Read the paper here for more information!

#BWNFridayPost: Superiority and stigma in modern psychology and neuroscience

Link to the paper

Here is a twitter thread by the author

This paper by Rebecca Schwarzlose discusses the biases often in place among neuroscience and psychology researchers, particularly in terms of assumptions concerning what type of brain is superior, and what counts as a deficit: “The standard approach to studying aging or stigmatized conditions is to compare neural or cognitive measures from the stigmatized group with those of a control group without the condition. While this approach is scientifically sound, our interpretations of the findings are often biased by the assumption that people without stigmatized conditions are neurally and mentally ideal.”

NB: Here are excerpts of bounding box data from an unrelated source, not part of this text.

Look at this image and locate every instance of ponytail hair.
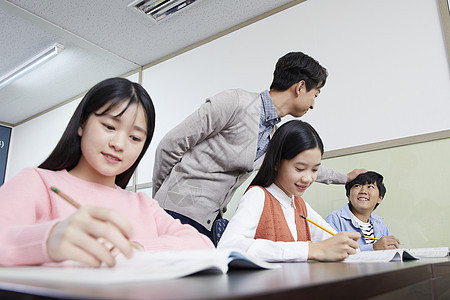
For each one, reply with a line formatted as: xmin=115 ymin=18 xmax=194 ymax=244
xmin=250 ymin=120 xmax=323 ymax=187
xmin=39 ymin=78 xmax=155 ymax=188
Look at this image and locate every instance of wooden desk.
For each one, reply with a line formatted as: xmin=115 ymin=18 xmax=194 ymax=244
xmin=0 ymin=257 xmax=450 ymax=300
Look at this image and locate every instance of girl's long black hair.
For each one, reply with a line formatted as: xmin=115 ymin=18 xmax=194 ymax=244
xmin=39 ymin=78 xmax=155 ymax=188
xmin=250 ymin=120 xmax=323 ymax=187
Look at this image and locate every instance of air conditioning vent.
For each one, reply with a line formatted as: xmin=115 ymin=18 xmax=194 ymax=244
xmin=128 ymin=0 xmax=197 ymax=22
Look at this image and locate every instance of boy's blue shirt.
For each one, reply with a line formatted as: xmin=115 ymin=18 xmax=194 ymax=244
xmin=325 ymin=204 xmax=391 ymax=251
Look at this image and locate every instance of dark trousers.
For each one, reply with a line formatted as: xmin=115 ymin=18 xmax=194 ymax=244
xmin=166 ymin=210 xmax=216 ymax=243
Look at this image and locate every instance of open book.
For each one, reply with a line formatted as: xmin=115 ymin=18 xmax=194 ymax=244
xmin=344 ymin=247 xmax=449 ymax=263
xmin=0 ymin=249 xmax=280 ymax=285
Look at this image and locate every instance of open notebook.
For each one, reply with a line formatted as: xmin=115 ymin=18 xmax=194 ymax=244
xmin=0 ymin=249 xmax=280 ymax=285
xmin=344 ymin=247 xmax=449 ymax=263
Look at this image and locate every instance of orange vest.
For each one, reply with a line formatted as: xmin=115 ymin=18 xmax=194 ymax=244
xmin=255 ymin=186 xmax=311 ymax=242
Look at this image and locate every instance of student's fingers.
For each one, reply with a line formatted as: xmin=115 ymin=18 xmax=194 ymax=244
xmin=72 ymin=233 xmax=116 ymax=267
xmin=47 ymin=218 xmax=115 ymax=267
xmin=83 ymin=206 xmax=133 ymax=238
xmin=83 ymin=220 xmax=133 ymax=257
xmin=336 ymin=231 xmax=361 ymax=244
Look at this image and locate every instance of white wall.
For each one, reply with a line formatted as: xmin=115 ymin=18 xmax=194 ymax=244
xmin=5 ymin=74 xmax=138 ymax=182
xmin=6 ymin=0 xmax=450 ymax=188
xmin=138 ymin=0 xmax=450 ymax=182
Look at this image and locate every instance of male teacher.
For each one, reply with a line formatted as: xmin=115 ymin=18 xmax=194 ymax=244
xmin=153 ymin=52 xmax=364 ymax=241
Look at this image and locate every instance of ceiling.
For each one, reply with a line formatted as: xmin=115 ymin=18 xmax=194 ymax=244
xmin=0 ymin=0 xmax=302 ymax=126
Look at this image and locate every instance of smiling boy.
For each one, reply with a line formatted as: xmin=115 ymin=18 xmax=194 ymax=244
xmin=326 ymin=171 xmax=400 ymax=251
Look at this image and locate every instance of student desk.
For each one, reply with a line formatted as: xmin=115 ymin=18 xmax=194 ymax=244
xmin=0 ymin=256 xmax=450 ymax=299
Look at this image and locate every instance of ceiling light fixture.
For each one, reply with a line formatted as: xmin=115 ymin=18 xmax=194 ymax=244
xmin=0 ymin=44 xmax=64 ymax=89
xmin=128 ymin=0 xmax=197 ymax=22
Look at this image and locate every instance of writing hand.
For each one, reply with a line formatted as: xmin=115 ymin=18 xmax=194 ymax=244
xmin=47 ymin=206 xmax=133 ymax=267
xmin=308 ymin=231 xmax=361 ymax=261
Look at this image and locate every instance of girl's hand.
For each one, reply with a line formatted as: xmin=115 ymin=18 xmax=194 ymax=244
xmin=47 ymin=206 xmax=133 ymax=267
xmin=308 ymin=231 xmax=361 ymax=261
xmin=373 ymin=236 xmax=400 ymax=250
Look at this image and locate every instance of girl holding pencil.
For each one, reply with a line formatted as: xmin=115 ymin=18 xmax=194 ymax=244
xmin=218 ymin=120 xmax=360 ymax=261
xmin=0 ymin=78 xmax=214 ymax=267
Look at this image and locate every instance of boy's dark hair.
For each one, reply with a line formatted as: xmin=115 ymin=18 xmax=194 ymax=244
xmin=39 ymin=78 xmax=155 ymax=188
xmin=345 ymin=171 xmax=386 ymax=210
xmin=250 ymin=120 xmax=323 ymax=187
xmin=270 ymin=52 xmax=328 ymax=92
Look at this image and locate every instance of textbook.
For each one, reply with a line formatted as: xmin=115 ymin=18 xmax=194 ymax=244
xmin=343 ymin=247 xmax=449 ymax=263
xmin=0 ymin=249 xmax=281 ymax=285
xmin=343 ymin=249 xmax=419 ymax=263
xmin=408 ymin=247 xmax=449 ymax=257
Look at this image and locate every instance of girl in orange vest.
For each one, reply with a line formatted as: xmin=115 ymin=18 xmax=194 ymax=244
xmin=218 ymin=120 xmax=360 ymax=261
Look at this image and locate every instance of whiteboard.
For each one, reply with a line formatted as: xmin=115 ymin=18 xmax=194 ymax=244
xmin=139 ymin=0 xmax=450 ymax=181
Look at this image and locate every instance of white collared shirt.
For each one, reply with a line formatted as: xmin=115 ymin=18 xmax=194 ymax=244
xmin=218 ymin=184 xmax=336 ymax=261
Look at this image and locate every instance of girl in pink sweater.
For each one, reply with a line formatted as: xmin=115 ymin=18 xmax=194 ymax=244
xmin=0 ymin=78 xmax=214 ymax=267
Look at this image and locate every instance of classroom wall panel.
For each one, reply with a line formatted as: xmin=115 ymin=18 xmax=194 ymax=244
xmin=303 ymin=138 xmax=450 ymax=248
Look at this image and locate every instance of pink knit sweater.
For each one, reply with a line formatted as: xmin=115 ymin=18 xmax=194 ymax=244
xmin=0 ymin=168 xmax=214 ymax=266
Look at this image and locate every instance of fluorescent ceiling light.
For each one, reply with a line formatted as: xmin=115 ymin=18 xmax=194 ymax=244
xmin=0 ymin=44 xmax=64 ymax=89
xmin=128 ymin=0 xmax=197 ymax=22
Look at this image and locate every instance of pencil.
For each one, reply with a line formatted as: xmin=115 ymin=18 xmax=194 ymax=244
xmin=300 ymin=215 xmax=379 ymax=241
xmin=300 ymin=215 xmax=334 ymax=235
xmin=50 ymin=186 xmax=81 ymax=209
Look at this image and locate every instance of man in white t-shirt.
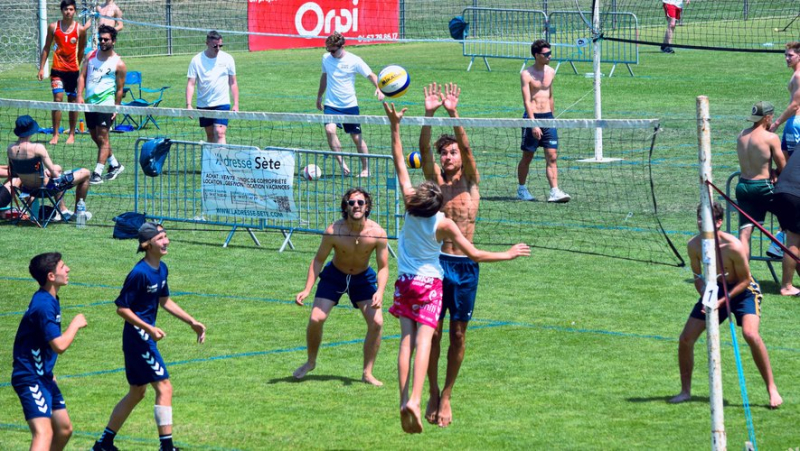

These assumptions can lead to poorer interpretations of results, as well as bias the data collection process itself. In addition to discussing this problem in research, this paper suggest several strategies to combat these biases–such as collecting other data potentially related to performance (i.e. sleep quality and hearing) and asking stigmatized groups about points of confusion within the protocol during the Pilot (and adjusting accordingly prior to capturing data).

#BWNFridayPost: Mitigating white Western individualistic bias and creating more inclusive neuroscience

Link to the paper

This paper by Linzie Taylor and Karen S. Rommelfanger discusses how currently, neuroscience is not meeting its full potential–and how this can be improved. They argue that this is due to white Western individualist bias (WWIB), which leads to the ignorance of many factors in neuroscience research that would otherwise promote equality. One such example from the paper, among many given, is EEG scans, and how despite the fact that they have much more noise when used on scalps of people with coarse and curly hair (i.e. in populations of African descent), neuroscience has continued heavily depending on using EEG globally for about 100 years. After illustrating this problem, the authors develop a framework for a more “relational” approach to science–an approach that, if adopted by neuroscientists, will hopefully increase the inclusivity of research as a whole.